Hi--my husband and I are moving to Dubai in the fall--November probably. We are looking for a place central enough as I will be working in the financial center and he will be working in the airport tax free zone. We have been thinking about Old Town or one of the other nearby apartment complexes, like South Ridge or the Residences. We have a 2 year old daughter and I am wondering how the facilities are for children (play areas, kids pools, other small kids?) in these developments? Also, we'd like 3 bedrooms and if possible a maids room--what would be reasonale rent to pay for something like this?

Thanks for any info!!!!


----------



## Maz25 (Jul 6, 2008)

Bhomes.com will give you a fair idea of rental prices in those areas. Once you get out here, try Cluttons or Hamptons as well.


----------



## Chick (May 15, 2008)

*Life in The Old Town*



lkgriffith said:


> Hi--my husband and I are moving to Dubai in the fall--November probably. We are looking for a place central enough as I will be working in the financial center and he will be working in the airport tax free zone. We have been thinking about Old Town or one of the other nearby apartment complexes, like South Ridge or the Residences. We have a 2 year old daughter and I am wondering how the facilities are for children (play areas, kids pools, other small kids?) in these developments? Also, we'd like 3 bedrooms and if possible a maids room--what would be reasonale rent to pay for something like this?
> 
> Thanks for any info!!!!


The Old Town should be perfect for you; there are chilcren's playgrounds, wonderful swimming pools with kiddie pools and play equipment and, best of all, it's a pedestrian zone, so you can walk to the shop, restaurants, etc., with the cars hidden necly underground. It's ideally suited for the DIFC and is a reasonable quick drive to the airport, as well.


----------



## kelly1814 (Mar 31, 2008)

i live in south ride and there are two pools, both with a kids one (covered) and a playground bit. lots of areas for them to run around outside. and LOTS of other families with kids, regularly in the pool in the evenings etc. i think you'll like it!


----------



## lkgriffith (Aug 20, 2008)

*Thanks for your responses*

 Great! Thanks so much. It's so hard to know the real story when you are doing research remotely, and I want our search to be very targeted when we do come to Dubai next week for the house-hunting trip . . .


----------



## tiffclark1 (Sep 5, 2008)

lkgriffith said:


> Great!
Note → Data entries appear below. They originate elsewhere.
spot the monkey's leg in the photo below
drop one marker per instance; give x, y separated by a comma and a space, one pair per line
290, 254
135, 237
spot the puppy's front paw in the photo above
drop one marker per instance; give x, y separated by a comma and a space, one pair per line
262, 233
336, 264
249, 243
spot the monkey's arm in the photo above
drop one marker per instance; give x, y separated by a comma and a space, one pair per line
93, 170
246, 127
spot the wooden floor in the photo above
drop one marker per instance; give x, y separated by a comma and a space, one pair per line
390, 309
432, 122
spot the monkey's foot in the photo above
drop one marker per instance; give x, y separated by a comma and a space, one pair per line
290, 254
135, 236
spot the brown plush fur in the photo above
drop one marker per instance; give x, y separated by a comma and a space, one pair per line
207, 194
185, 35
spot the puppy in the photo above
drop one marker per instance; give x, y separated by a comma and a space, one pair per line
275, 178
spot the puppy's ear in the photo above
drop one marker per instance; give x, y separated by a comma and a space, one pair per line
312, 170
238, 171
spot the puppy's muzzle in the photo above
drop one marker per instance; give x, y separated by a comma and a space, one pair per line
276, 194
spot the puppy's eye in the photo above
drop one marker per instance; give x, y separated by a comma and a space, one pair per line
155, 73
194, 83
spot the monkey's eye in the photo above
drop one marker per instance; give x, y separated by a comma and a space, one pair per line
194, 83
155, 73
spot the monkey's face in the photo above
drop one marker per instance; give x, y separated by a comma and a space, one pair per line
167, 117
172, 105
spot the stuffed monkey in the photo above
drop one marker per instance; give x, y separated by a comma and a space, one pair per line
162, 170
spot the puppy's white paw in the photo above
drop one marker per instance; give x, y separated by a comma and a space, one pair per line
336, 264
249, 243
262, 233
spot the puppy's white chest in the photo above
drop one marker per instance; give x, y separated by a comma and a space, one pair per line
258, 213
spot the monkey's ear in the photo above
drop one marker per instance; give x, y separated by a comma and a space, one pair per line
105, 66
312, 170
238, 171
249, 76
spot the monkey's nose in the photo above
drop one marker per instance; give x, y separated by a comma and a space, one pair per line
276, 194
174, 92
Thanks so much. It's so hard to know the real story when you are doing research remotely, and I want our search to be very targeted when we do come to Dubai next week for the house-hunting trip . . .


I'm not sure if you have arrived here already, but we just found a place in the Recidences (right next to Old Town). I have a small son and we are loving it here. We've been here about a week. My husband works in the DIFC


----------



## lkgriffith (Aug 20, 2008)

tiffclark1 said:


> I'm not sure if you have arrived here already, but we just found a place in the Recidences (right next to Old Town). I have a small son and we are loving it here. We've been here about a week. My husband works in the DIFC


We found a place in the residences too. We will be arriving some time in December. How old is your son? My daughter is 2. She'll be going to Kangaroo Kids in the mornings but we'll be free in the afternoons until I find I job, so maybe we can get together when we move in.


----------